Example: He has a hefty weight for a small rabbit.

  1. King size

Example: I need to buy a king size bed sheet.

  1. Monumental

Example: The impact of your actions is going to be monumental!

  1. Whopping

Example: That’s a whopping size of car you’ve got there.

  1. Jumbo

Example: We are very hungry. We didn’t just get the big option, we went for jumbo.

  1. Bulky

Example: It won’t fit into the boot of the car, it’s a bulky suitcase.

  1. Weighty

Example: That’s a weighty portion there.

  1. Oversize

Example: I got you an oversize jumper to keep you extra warm.

  1. Magnificent

Example: I’m proud of my favourite team – they achieved a magnificent victory.

  1. Supersized

Example: We’re going away for the weekend and John let us borrow his supersized camper van.

  1. Immeasurable

Example: You made it! You have saved me from the immeasurable pain that would have occurred in your absence.

  1. Mega

Example: Although it began as a small occasion, this has turned into a mega event.

Knowing when to use which synonym

Although we have given specific examples here, many of these words can be switched around to replace one another. Some words can’t be used out of context, for example ‘weighty’ and ‘bulky’ have specific meanings because one refers to the weight of something and the other refers to the size. Additionally, ‘king sized’ and ‘supersized’ can be used to refer to specific sizes of something so it may not be possible to use these words in place of one another.             

Expanding your English vocabulary

When you first get started learning a language, you will most likely express yourself in a pretty basic way. As time goes by, you will learn to speak more specifically about what you’re doing and feeling and this is partly down to widening your English vocab. This will help you in your written work, or conversation with friends or even when applying for a job in the future. Some tips you can start implementing to expand your vocab:

  1. Learn more synonyms by spending time with a thesaurus or using wordhippo.com.
  2. Read, read, read! Make sure to explore a wide variety of mediums and genres e.g. read magazines, books, websites and blogs to get an understanding of variety of writing styles and vocabularies.
  3. Listen to podcasts, music and the news to hear different words you may not know.
  4. Make friends with UK locals or listen to people talking in public spaces and try and pick up the local slang.
  5. Make it fun! Find an online game, (there are lots of English language apps including word games) or listen to music or watch movies with the subtitles.

Knowing a wider selection of ways to express yourself will not only make it easier for you to get by in an English-speaking country, but you will also be able to have more interesting and in-depth conversations with other English speakers.
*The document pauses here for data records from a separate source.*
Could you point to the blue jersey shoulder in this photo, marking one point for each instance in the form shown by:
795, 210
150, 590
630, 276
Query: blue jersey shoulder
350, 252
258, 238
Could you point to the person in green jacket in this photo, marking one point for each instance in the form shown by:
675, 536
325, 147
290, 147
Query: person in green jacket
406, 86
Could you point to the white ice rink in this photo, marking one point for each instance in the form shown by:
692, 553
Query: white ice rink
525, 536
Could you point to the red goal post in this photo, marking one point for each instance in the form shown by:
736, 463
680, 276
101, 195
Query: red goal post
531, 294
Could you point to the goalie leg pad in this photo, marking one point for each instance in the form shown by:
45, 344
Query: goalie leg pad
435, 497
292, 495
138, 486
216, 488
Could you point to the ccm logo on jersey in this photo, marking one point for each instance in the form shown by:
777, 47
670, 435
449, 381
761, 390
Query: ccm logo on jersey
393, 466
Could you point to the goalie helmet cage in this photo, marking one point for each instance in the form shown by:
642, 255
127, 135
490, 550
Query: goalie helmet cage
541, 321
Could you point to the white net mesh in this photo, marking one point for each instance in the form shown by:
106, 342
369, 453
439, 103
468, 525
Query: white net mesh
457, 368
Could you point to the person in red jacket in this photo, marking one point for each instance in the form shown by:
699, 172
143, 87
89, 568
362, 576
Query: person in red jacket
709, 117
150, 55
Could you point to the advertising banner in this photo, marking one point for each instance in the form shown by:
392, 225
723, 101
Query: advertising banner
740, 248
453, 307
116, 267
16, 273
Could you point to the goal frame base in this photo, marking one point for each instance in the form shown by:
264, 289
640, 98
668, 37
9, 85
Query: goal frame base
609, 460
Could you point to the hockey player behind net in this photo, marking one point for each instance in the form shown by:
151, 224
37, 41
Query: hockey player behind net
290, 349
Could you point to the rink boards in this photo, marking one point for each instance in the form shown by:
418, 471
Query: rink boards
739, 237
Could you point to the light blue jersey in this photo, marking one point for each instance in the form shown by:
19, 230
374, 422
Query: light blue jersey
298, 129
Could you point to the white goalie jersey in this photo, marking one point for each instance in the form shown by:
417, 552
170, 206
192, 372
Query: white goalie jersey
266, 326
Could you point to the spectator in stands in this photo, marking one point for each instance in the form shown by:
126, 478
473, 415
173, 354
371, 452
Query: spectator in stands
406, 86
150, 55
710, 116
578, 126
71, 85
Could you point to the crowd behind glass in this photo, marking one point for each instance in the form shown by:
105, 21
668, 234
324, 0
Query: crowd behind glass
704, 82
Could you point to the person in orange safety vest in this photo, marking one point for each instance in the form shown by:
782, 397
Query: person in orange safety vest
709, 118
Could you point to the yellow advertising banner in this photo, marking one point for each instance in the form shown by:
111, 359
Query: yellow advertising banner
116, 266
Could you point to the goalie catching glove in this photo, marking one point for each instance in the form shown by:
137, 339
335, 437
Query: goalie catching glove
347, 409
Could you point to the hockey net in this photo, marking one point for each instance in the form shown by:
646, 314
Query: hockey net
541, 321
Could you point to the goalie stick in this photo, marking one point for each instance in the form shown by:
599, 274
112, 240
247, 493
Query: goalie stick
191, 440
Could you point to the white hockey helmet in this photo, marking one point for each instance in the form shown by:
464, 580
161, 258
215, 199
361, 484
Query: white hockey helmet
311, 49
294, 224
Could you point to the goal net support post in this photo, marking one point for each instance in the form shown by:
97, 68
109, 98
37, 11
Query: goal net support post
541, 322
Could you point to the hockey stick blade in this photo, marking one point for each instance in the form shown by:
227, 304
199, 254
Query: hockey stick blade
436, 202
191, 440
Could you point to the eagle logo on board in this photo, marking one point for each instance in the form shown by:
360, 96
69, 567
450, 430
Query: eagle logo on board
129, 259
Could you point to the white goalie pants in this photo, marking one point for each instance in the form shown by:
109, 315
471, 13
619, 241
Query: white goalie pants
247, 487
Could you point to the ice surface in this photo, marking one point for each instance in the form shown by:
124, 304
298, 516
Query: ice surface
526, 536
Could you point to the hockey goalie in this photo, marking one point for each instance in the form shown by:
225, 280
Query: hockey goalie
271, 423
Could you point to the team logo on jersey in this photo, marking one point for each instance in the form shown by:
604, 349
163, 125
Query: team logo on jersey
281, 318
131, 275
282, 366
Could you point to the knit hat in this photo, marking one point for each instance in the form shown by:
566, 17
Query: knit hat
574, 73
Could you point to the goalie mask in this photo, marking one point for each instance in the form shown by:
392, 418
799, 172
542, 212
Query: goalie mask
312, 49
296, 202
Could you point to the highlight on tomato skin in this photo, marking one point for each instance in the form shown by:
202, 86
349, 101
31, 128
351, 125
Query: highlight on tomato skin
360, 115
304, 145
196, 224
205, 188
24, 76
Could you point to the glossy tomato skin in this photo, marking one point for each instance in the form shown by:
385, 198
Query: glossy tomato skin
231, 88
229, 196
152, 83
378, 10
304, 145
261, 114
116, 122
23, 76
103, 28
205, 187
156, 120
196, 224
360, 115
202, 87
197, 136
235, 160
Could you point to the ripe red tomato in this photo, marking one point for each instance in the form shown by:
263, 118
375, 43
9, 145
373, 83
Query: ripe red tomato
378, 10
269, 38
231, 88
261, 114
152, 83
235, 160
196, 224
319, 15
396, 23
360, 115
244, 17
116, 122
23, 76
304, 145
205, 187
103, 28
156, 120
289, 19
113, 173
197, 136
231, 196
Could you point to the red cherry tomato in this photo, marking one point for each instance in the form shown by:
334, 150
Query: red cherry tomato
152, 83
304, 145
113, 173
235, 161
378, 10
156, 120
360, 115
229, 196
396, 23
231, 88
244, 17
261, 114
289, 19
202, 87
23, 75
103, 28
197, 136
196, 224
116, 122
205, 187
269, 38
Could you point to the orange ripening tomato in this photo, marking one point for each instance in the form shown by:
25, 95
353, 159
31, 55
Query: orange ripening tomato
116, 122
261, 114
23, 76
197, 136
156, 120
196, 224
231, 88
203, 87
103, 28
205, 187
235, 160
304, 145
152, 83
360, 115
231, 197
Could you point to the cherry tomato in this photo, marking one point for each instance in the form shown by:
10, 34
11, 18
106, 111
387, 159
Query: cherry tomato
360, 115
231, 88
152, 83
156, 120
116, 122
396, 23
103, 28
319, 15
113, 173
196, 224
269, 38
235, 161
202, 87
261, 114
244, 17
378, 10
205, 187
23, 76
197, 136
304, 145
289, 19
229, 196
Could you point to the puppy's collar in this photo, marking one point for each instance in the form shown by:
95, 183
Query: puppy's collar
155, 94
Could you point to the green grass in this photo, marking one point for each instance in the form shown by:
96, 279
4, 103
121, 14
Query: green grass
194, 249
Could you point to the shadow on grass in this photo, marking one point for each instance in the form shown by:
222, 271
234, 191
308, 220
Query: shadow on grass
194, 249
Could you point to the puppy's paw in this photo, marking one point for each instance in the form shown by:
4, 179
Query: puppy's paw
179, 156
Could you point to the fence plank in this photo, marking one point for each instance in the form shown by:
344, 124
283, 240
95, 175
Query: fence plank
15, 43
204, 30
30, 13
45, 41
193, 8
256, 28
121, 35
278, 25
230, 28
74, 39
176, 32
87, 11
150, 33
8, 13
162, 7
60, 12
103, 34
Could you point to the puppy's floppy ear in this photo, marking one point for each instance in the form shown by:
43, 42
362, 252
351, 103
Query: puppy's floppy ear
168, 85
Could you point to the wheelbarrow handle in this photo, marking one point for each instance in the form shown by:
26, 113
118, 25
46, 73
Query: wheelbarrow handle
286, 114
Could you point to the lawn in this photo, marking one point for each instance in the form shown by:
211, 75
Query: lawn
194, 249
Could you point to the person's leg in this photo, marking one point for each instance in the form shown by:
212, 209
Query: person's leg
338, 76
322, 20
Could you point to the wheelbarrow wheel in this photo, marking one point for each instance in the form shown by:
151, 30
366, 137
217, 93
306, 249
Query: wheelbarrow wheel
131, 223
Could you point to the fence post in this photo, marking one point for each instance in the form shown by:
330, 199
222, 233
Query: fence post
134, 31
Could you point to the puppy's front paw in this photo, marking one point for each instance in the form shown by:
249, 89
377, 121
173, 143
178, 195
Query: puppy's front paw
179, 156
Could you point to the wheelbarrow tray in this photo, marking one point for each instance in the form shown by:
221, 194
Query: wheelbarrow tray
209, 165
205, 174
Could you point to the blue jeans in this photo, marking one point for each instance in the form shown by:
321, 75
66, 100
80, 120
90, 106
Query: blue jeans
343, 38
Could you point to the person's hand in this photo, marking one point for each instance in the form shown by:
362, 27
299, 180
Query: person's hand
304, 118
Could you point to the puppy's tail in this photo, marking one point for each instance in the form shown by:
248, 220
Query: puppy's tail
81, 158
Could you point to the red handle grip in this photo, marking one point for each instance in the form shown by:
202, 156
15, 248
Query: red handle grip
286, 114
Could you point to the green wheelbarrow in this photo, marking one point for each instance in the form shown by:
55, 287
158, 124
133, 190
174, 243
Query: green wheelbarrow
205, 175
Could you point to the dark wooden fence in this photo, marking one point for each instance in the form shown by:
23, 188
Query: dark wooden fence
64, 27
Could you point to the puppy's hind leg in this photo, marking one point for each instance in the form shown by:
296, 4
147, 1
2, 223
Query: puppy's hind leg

Read more on how to expand your English vocabulary our blog post ‘How to improve your English vocab’ here.

After reading this blog post, you will have definitely expanded your vocabulary to include lots of words you can replace ‘very big’ with. The next time you’re about to write or say ‘very big’ try alternating it with one of these other words. Next, why not pick another word you find yourself using often and try learning a few synonyms?

One of the most annoying things about learning a new language is when you discover a new word or phrase that you like, then it completely slips your mind. We recommend you create a personal ‘word journal’ unique to your own interests and English skills. You can begin by adding some of the words we have listed as synonyms for very big, then include other words you have researched alternatives for.

Once you have a few synonyms for commonly used words under your belt, you’ll be one step closer to improving your English-language skills and becoming a more proficient speaker and writer!